Sabedoria está ligada à percepção e ao conhecimento; personagens sábios são mais atentos a detalhes, inclusive às intenções dos outros, e têm mais facilidade para recordar fatos relevantes. Note que o jogador ainda deve se empenhar em elaborar planos e soluções diante de obstáculos e perigos.

Carisma é a qualidade apresentada por líderes e aqueles que desejam influenciar os outros (persuadindo-os, intimidando-os etc.), ressaltando que cabe ao jogador escolher a abordagem e as palavras do personagem.
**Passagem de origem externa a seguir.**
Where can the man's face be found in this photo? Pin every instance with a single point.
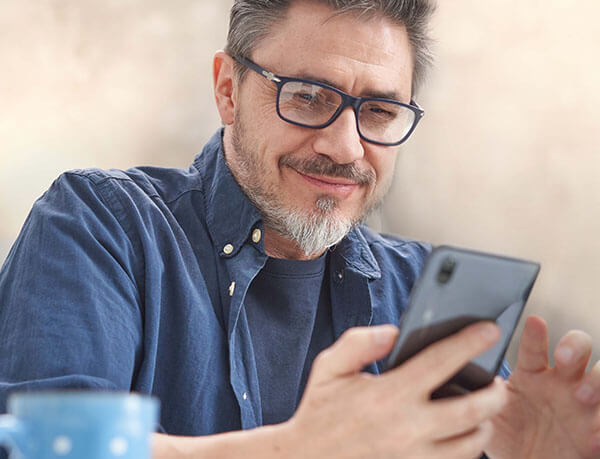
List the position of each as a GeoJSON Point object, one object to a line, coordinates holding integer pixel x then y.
{"type": "Point", "coordinates": [315, 184]}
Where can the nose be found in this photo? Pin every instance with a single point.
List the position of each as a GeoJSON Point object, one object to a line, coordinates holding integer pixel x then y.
{"type": "Point", "coordinates": [340, 140]}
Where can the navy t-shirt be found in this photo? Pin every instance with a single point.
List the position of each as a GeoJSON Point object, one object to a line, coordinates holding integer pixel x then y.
{"type": "Point", "coordinates": [288, 304]}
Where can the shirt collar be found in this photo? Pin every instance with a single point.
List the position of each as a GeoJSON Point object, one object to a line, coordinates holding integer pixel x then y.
{"type": "Point", "coordinates": [230, 215]}
{"type": "Point", "coordinates": [232, 218]}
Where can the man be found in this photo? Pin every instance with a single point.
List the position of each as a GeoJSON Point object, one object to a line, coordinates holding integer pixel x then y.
{"type": "Point", "coordinates": [216, 288]}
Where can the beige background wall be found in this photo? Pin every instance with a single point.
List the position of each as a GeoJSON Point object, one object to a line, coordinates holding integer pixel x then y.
{"type": "Point", "coordinates": [506, 159]}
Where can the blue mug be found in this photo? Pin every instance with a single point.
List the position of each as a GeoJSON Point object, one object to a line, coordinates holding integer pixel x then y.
{"type": "Point", "coordinates": [78, 425]}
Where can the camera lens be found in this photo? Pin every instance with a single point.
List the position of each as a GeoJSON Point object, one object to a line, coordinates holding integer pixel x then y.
{"type": "Point", "coordinates": [446, 270]}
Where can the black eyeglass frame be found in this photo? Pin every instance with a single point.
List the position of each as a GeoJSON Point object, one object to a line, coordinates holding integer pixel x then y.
{"type": "Point", "coordinates": [347, 101]}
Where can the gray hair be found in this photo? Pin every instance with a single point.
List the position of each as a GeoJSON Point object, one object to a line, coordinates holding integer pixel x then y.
{"type": "Point", "coordinates": [251, 21]}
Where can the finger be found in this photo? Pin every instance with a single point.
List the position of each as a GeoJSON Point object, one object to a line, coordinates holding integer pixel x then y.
{"type": "Point", "coordinates": [464, 413]}
{"type": "Point", "coordinates": [356, 348]}
{"type": "Point", "coordinates": [469, 445]}
{"type": "Point", "coordinates": [572, 354]}
{"type": "Point", "coordinates": [588, 391]}
{"type": "Point", "coordinates": [532, 355]}
{"type": "Point", "coordinates": [438, 362]}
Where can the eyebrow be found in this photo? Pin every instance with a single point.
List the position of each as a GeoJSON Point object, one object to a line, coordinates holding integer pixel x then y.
{"type": "Point", "coordinates": [393, 95]}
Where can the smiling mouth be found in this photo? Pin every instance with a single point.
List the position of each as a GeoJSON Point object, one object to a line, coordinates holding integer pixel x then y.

Aventureiros carismáticos são mais afortunados, ganhando 1 ponto de Sorte.

Repare que as habilidades são uma boa forma de representar semi-humanos, com restrições caso a caso: elfos substituem força por agilidade; anões trocam carisma por resistência etc.

Por fim, outras habilidades podem ser criadas, sempre com a aprovação do Mestre.

9 de junho de 2025

d66 feitiços inspirados para Aventureiro Sem Nome

Já é tempo de trazer material adicional para Aventureiro Sem Nome; começamos por uma lista completa de feitiços com nomes evocativos, alguns deles velhos conhecidos e outros com um pé no gênero de Espada & Feitiçaria.

O Mestre pode rolar d66 para determinar que encantamento está contido em um pergaminho ou artefato, ou é conjurado por um inimigo -- e, de fato, alguns feitiços são bem vilanescos!

Além disso, agrada-me a ideia de o jogador deixar para o acaso que tipo de feitiço seu personagem aprendeu; isso soa bem para tipos audaciosos que tomam o que veem pela frente (talvez um ladrão que teve a sorte de roubar um pergaminho em um de seus primeiros trabalhos, ou um aprendiz que herdou o grimório de seu falecido mestre mas não sabe muito bem por onde começar a desvendá-lo).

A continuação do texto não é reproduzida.